Во время моего отсутствия, летом и осенью, произошла одна важная перемена в министерствах. Чтобы не забыть, должен упомянуть здесь о ней. Козодавлев, после кратковременных, но жестоких страданий, умер в июле месяце. Государь получил известие о кончине его, если не ошибаюсь, в городе Архангельске. Он обозревал тогда весь Север государства своего и спешил увидеть Финляндию. Второпях, на всякий случай, поручил он временно его Министерство Внутренних Дел министру просвещения, всё тому же князю Александру Николаевичу Голицыну, который как будто на всё, а между тем ни на что кроме придворной службы, не годился, в чём сознаются ныне самые любимцы его. В начале октября, в самый день возвращения Императора, престарелый граф Вязмитинов совсем оделся, чтоб ехать во дворец, а пока присел и стал подписывать некоторые бумаги.
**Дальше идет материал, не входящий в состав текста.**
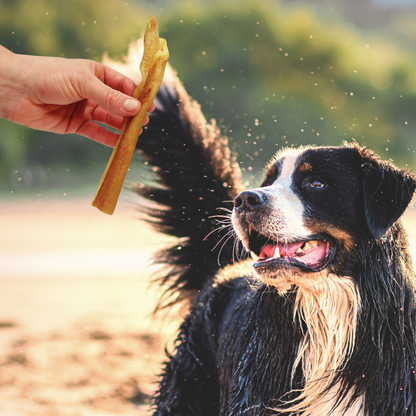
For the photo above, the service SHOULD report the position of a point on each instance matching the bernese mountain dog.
(301, 291)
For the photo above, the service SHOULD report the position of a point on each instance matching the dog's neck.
(327, 306)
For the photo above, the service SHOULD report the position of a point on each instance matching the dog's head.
(314, 206)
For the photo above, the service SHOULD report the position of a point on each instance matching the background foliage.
(271, 74)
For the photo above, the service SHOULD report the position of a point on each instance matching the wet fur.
(338, 341)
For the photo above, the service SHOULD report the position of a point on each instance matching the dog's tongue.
(313, 253)
(280, 250)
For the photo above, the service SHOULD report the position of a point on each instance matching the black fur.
(237, 346)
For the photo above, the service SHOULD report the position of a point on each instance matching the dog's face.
(310, 212)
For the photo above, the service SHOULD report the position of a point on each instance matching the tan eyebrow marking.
(305, 167)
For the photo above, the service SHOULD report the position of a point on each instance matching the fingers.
(102, 116)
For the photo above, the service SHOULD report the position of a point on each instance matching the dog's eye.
(315, 183)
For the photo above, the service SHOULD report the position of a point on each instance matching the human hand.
(65, 95)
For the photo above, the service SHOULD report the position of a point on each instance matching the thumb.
(115, 102)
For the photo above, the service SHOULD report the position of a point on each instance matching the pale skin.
(65, 95)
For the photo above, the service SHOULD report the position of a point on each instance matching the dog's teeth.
(249, 229)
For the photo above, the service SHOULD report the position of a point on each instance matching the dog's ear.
(387, 192)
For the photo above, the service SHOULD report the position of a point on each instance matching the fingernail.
(130, 105)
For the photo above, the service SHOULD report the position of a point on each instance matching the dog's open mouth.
(311, 255)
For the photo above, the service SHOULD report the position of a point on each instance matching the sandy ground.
(77, 334)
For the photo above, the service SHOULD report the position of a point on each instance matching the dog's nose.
(248, 201)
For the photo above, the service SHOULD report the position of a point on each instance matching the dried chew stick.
(152, 67)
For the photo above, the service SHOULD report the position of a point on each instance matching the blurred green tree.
(272, 75)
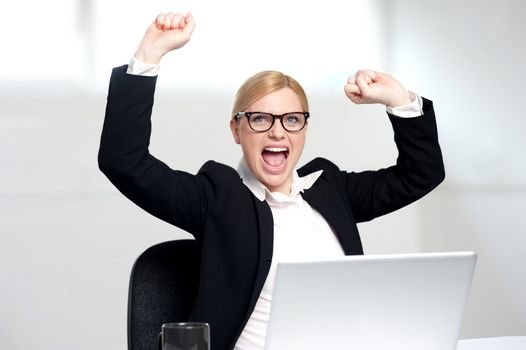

Вдруг рука его остановилась: в одну минуту прекратились все жизненные его движения. С ним вместе скончалось и управляемое им Министерство Полиции.

Оно по прежнему вошло в состав Министерства Внутренних Дел и по прежнему поручено управлению графа Кочубея Он занимал место выше министерского, он был председателем одного из департаментов Государственного Совета, и привял только звание управляющего, с сохранением прежней должности. Одно чадолюбивое чувство могло его заставить вновь посвятить попечения свои искаженному детищу. В кратковременное им управление, любимцу царскому Голицыну полюбилась в нём почтовая часть, и он выпросил себе ее. Из неё составилось особое министерство под названием главного начальства над почтовым департаментом, и в сем виде оно и поныне существует. Сам Кочубей счел нужным передать Гурьеву департамент мануфактур и внутренней торговли. Нет, навсегда уже прошло блестящее время этого министерства.